Détournant le regard quelques instants, il inspire un peu plus profondément avant d’avaler une nouvelle bouchée de pâtes, l’appétit malmené par ses pensées, et définitivement coupé lorsque l’autre homme laisse entendre à demi-mots qu’il n’a peut-être pas cessé les combats –c’est ainsi qu’Einar, piégé dans le tourbillon de ses tourments, ne peut s’empêcher de l’interpréter, loin de toute raison qui l’encouragerait spontanément à faire confiance à son partenaire pour ne pas replonger dans l’étreinte de ses démons.  Le regard fiché dans le sien, prudent mais terriblement grave, il observe sa réaction avec une attention trop marquée, sensible à la moindre trace de mensonge qui pourrait s’immiscer dans les iris ou l’attitude du brun. Mais ce dernier reste calme, assuré.
Les prunelles rassurantes qui accueillent les siennes lui lacèrent le cœur.
Bon sang, Einar. Sur la défensive, vraiment ? Bien sûr qu’Armenio n’a pas replongé.
Il n’est pas comme toi.

Il tue l’insulte qui a pris spontanément possession de sa chair de lèvres lorsque l’autre homme plaisante à propos d’un pauvre placard maltraité, soupire juste en lui concédant un regard plus sévère, qui s’adoucit et s’apaise lorsque le brun lui répète qu’il ne compte pas briser la promesse qu’il lui a faite, il y a bien des années. Loyal à sa parole.
« Tu t’en es tiré parce que tu l’as voulu, Armenio, corrige-t-il, la voix bien plus sûre. Au mieux, je t’ai peut-être donné un petit coup de pouce, ou bien une bonne claque pour te faire ouvrir les yeux, mais c’est grâce à toi que t’en es sorti. Personne d’autre. »
Ce n’est par humilité qu’il le lui rappelle, mais parce qu’il s’agit de la vérité, à ses yeux. Si Armenio s’est extirpé des combats illégaux et de leur violence salutaire, c’est parce qu’il s’en est donné les moyens, parce qu’il l’a fait pour lui-même. Pour se sauver. Pour se donner une chance à autre chose.

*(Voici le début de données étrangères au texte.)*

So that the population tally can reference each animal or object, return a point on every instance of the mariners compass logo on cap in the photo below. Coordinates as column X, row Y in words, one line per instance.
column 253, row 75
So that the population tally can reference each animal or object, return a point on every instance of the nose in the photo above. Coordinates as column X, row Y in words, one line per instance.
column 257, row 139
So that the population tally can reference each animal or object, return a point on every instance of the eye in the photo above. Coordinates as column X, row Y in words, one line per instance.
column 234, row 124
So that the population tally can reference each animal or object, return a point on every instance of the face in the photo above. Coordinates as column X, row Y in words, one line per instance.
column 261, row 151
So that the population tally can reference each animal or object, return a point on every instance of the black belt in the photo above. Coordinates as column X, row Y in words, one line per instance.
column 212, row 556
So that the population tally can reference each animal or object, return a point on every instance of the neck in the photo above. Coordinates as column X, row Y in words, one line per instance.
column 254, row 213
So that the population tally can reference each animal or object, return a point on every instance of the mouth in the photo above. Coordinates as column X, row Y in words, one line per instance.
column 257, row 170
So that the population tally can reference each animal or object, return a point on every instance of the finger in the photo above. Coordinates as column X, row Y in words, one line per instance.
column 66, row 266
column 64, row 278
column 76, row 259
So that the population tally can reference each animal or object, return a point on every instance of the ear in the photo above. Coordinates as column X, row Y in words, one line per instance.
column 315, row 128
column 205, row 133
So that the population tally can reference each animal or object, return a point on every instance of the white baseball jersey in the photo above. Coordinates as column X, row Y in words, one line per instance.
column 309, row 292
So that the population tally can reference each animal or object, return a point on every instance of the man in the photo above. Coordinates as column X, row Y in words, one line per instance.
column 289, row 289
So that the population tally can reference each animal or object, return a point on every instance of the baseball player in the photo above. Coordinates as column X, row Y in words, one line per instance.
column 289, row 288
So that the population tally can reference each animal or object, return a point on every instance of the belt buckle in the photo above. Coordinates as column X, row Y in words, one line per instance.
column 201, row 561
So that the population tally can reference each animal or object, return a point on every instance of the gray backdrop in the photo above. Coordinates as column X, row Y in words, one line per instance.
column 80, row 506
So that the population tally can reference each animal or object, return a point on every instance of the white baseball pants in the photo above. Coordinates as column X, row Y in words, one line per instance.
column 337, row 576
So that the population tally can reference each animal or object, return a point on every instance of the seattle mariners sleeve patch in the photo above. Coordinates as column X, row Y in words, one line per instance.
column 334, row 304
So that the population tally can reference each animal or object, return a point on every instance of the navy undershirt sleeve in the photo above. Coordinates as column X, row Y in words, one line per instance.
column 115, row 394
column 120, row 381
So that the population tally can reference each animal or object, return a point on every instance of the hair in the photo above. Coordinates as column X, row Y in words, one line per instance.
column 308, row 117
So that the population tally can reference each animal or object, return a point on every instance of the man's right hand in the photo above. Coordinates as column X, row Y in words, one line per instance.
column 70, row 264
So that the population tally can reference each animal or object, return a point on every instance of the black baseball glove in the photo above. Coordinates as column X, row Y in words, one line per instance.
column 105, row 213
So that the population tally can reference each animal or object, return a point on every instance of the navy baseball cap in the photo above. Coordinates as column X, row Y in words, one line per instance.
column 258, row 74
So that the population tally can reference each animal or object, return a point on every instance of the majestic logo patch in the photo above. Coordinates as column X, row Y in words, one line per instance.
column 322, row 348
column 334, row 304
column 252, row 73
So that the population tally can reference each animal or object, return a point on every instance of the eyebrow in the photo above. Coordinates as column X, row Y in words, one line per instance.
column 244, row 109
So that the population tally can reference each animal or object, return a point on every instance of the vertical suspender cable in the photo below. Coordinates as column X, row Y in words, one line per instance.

Sa mâchoire se serre lorsqu’il l’entend lui dire que cela lui manque parfois ; la tristesse gangrène ses prunelles. Il sait, au fond, que l’autre homme ne peut s’être totalement défait de ce qu’il tatouait sur la peau des autres lors de ces rixes organisées. Qu’il vit encore, à ce jour, avec ces monstres de ténèbres qui paressent au creux de ses veines, dans les ombres de son cœur, et trouvent toujours le moyen de le torturer malgré les chaines qui les restreignent. Mais cela n’en est pas moins douloureux de l’écouter lui confier ces quelques mots.
Il repousse la nourriture, prunelles fuyantes, lèvres closes.
A mon tour d’être le roc de nous deux.
Il s’écroule, et cette réalité, dans les mots transpirant de fermeté, enveloppés d’un serment silencieux, d’Armenio, lui bondit à la gorge une nouvelle fois, l’égorge. Bien sûr que son partenaire ne l’abandonnera pas. C’est peut-être, finalement, ce qui lui coûtera bien trop. Son abnégation envers lui.
Mais comment le lui dire ? Quand l’Islandais le contemple, si sûr, si déterminé, cela lui semble contre-nature. Jamais le brun ne l’écoutera, ne daignera même l’entendre.
« Moi non plus. » promet-il.
Moi non plus, je ne t’abandonnerai pas.
La seule certitude qui survit à tout le reste.